The Ruling Made Simple
So, what does this historic ruling really mean? Here’s my take:
- Does it mean the end of all class actions as we know them? Not even close.
- Does it mean the end of all mega-humongous-nationwide-one-size-fits-all class actions? Maybe. Possibly. Potentially. It depends.
The Court stopped far short of condemning all class actions. It also stopped short of prohibiting nationwide class actions such as the one facing Wal-Mart. Instead, the Court ruled that for a nationwide class action to survive it must offer clear evidence of a nationwide policy or practice that actually damaged the class.
The Court found no such policy or practice on Wal-Mart’s part. Like most companies, Wal-Mart’s corporate policy officially forbade discrimination. And, like most companies, managers were given considerable discretion in enforcing the policy and making pay, promotion and other decisions.
The key sentence in the opinion (in my opinion): “In a company of Wal-Mart’s size and geographical scope, it is quite unbelievable that all managers would exercise their discretion in a common way without some common direction,” Justice Scalia wrote. For that reason, a single class action was deemed inappropriate.
What Others Are Saying
Here are some other reactions from around the nation . . .
The New York Times offered up seven different op-ed pieces expressing varying views. In its main article on the ruling (Wal-Mart Case Is a Blow for Big Cases and Their Lawyers), it offered a nice summary of the Court’s reasoning behind the decision. In short, the problem with allowing massive class actions is that plaintiffs don’t have to show real injury but instead get paid based on a formula:
In his opinion, Justice Scalia said it was unacceptable to allow employment discrimination lawsuits to proceed as huge class actions when monetary awards would be based on a broad formula per plaintiff, without having an individual assessment of how much each plaintiff had suffered.
He wrote that to allow that to happen in the Wal-Mart case, the largest employment class action in American history, would have been hugely unfair to Wal-Mart because it might have had to pay out damages without many of the plaintiffs demonstrating how much they were injured.
The Associated Press called the ruling a “blow to class actions” and opined that “mounting a large-scale bias claim against a huge company will be more difficult.
Not surprisingly, business groups (many of which filed briefs in support of Wal-Mart’s position in the case) heartily embraced the decision. “We applaud the Supreme Court for affirming that mega-class actions such as this one are completely inconsistent with federal law,” said Robin Conrad of the U.S. Chamber of Commerce.

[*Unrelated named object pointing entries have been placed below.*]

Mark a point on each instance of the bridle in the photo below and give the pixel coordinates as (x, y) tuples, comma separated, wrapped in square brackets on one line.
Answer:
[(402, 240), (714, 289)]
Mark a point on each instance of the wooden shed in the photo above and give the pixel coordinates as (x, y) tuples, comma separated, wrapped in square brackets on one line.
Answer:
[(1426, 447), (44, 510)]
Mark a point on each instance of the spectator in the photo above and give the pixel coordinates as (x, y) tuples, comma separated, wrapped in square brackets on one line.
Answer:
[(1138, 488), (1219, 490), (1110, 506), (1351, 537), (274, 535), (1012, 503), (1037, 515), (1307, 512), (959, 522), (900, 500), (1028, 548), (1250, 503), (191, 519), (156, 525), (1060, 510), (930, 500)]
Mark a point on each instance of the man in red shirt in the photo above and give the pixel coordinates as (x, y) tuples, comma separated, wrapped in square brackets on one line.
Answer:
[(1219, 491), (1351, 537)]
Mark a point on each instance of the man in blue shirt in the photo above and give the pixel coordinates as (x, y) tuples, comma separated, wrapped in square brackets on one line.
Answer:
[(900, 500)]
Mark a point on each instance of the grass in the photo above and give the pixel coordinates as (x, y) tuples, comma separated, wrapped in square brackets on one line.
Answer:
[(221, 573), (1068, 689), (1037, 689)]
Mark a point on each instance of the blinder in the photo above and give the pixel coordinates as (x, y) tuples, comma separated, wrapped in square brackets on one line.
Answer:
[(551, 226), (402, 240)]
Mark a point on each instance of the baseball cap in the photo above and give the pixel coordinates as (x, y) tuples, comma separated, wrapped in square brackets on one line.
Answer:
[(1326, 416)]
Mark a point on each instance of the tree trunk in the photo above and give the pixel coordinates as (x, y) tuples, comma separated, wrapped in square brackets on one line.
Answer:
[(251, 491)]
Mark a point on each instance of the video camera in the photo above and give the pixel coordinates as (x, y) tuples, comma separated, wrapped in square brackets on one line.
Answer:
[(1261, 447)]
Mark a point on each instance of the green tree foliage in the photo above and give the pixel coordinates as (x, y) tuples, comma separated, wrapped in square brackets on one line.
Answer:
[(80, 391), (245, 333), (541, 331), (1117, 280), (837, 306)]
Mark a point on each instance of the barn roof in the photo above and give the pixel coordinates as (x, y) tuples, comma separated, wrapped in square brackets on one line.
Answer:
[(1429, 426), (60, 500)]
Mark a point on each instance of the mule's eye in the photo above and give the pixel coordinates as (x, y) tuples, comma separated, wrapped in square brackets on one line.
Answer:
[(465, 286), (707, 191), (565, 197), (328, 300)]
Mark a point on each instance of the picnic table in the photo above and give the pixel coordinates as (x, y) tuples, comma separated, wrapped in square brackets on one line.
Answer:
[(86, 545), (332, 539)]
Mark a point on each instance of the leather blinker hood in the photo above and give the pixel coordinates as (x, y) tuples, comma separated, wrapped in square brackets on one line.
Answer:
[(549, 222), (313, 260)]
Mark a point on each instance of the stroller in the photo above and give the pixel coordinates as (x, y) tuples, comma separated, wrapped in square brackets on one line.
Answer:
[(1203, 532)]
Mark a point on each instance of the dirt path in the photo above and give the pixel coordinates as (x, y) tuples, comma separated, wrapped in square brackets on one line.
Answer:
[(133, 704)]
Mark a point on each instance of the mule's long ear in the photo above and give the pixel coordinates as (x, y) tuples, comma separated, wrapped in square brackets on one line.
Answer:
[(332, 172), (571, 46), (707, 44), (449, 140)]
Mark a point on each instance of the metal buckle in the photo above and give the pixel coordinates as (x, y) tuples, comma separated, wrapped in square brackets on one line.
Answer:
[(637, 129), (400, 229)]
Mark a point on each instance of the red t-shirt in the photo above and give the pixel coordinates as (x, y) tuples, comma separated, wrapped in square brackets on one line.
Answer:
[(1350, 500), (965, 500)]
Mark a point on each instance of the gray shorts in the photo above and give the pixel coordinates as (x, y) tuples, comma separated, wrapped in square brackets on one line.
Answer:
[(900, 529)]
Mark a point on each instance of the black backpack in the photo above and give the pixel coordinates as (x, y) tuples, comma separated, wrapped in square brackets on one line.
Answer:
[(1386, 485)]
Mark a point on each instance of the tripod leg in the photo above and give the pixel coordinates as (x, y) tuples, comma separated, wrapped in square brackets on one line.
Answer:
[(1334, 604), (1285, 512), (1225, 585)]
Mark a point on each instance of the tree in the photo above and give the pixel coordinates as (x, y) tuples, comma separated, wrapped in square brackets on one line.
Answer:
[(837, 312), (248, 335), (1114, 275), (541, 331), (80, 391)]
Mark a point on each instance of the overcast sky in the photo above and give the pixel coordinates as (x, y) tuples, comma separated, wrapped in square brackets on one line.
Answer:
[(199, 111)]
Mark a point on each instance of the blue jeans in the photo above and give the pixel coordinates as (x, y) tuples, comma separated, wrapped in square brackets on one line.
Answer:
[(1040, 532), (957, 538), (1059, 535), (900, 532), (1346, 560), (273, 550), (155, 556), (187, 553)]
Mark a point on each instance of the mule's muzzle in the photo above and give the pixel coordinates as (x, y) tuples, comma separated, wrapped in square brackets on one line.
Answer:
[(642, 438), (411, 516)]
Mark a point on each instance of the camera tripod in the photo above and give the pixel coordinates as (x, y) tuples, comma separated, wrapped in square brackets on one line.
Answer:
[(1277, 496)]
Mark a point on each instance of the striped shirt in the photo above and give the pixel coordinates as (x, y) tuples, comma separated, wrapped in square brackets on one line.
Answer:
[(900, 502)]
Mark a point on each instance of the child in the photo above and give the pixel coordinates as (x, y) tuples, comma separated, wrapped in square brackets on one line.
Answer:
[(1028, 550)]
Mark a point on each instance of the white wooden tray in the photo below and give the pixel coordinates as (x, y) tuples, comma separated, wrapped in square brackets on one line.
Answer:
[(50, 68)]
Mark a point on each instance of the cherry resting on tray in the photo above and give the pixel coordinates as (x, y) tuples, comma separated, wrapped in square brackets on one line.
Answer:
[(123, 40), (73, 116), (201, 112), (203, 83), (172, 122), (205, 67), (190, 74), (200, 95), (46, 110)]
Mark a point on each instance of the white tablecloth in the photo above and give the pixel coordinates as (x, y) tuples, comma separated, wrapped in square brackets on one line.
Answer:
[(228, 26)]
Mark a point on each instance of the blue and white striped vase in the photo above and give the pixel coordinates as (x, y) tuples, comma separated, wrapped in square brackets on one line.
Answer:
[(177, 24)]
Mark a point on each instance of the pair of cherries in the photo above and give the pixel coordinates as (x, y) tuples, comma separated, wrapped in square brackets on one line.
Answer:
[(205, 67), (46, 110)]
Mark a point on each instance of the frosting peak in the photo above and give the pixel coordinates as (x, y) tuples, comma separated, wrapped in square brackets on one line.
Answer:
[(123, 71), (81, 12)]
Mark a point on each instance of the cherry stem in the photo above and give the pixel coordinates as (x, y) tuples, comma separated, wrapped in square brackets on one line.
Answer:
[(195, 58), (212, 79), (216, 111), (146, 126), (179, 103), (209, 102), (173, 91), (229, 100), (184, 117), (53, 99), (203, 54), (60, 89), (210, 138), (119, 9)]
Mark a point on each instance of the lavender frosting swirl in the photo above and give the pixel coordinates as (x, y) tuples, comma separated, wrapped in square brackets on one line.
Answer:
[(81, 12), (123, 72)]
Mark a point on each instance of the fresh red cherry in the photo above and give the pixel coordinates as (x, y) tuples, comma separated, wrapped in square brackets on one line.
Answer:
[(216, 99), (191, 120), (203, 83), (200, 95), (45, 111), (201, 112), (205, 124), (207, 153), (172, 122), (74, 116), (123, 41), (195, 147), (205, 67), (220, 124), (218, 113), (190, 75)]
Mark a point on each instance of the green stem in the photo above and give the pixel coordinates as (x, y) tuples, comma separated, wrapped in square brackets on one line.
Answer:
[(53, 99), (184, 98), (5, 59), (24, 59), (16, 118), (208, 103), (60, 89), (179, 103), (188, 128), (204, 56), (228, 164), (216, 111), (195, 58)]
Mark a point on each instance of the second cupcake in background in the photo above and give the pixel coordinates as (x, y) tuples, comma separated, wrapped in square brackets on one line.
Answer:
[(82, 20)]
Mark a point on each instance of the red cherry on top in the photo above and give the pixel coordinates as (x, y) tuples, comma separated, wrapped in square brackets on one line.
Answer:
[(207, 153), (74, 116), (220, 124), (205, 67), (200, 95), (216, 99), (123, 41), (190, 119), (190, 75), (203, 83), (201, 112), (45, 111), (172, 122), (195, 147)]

She added: “Too often the class-action device is twisted and abused to force businesses to choose between settling meritless lawsuits or potentially facing financial ruin.”
Others were decidedly less enthusiastic. Marcia Greenberger of the National Woman’s Law Center said that the ruling “strikes a blow to those who face discrimination in the workplace to be able to join together and hold companies, especially large companies, accountable for the full range of discrimination they may be responsible for.”
Joseph Sellers, the lead lawyer for the plaintiffs in the Wal-Mart case, noted that the decision would likely result in even more class actions at the store/regional level. He predicted the decision would hurt both his clients and Wal-Mart because it “will be splintered into many cases that may take longer and be harder to resolve” based on “checkered” legal standards that vary from jurisdiction to jurisdiction.
Law scholars generally agreed that the ruling will discourage plaintiffs’ lawyers from pursuing large-scale class actions. Columbia University professor John Coffee said the ruling “significantly changes the balance between employers and employees. And it largely eliminates the monetary threat facing big employers.” “Lawsuits are expensive to bring,” he said, “and if there is no money relief at the end of the road, there is no incentive to bring the suit.”
Several bloggers weighed in as well. Daniel Schwartz of The Connecticut Employment Law Blog has a nice summary here. Jon Hyman of the Ohio Employer’s Law Blog has a detailed legal analysis here. And Evil HR Lady has a piece entitled Why the Wal-Mart Ruling Is Good for Women.
The Court’s full opinion is available here.
What Should Employers Do?
Here are some lessons employers should learn from this ruling:
- Implement company-wide policies and practices prohibiting discrimination.
- Communicate the policies and practices to all employees on a regular basis.
- Train managers on proper enforcement of the policies and practices.
- Promptly and thoroughly investigate any and all complaints.
- Take appropriate steps to address any violations.
- Never ever retaliate against any complainant.